China’s plan focused on preventing and handling infections of human influenza and did not specifically mention bird flu, but it was also geared to handle such an outbreak, Bhatiasevi said.
The government would subsidize and encourage research and production of flu vaccines and medicines while beefing up national stockpiles, the ministry scheme says.
“We have to admit our vaccine production capabilities and medicine stores are weak points,” National Influenza Center director Shu Yuelong was quoted as saying.
The Outlook Weekly magazine quoted Shu as adding that China, with a population of 1.3 billion, had only nine flu vaccine makers with total annual production capacity of 10 million doses.

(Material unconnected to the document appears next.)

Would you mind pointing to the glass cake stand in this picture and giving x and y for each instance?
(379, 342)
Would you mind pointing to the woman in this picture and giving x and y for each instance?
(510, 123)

In the plan, the Health Ministry also pledges to compile weekly reports analyzing information from the nationwide influenza monitoring system and to share data with the WHO.
“China has learned from the SARS experience and has been more open and more willing to respond to disease outbreaks,” Bhatiasevi said.
Beijing was widely criticized for initially trying to cover up the outbreak of SARS (severe acute respiratory syndrome), which emerged in southern China and spread globally in 2003, infecting 8,000 people and killing 800.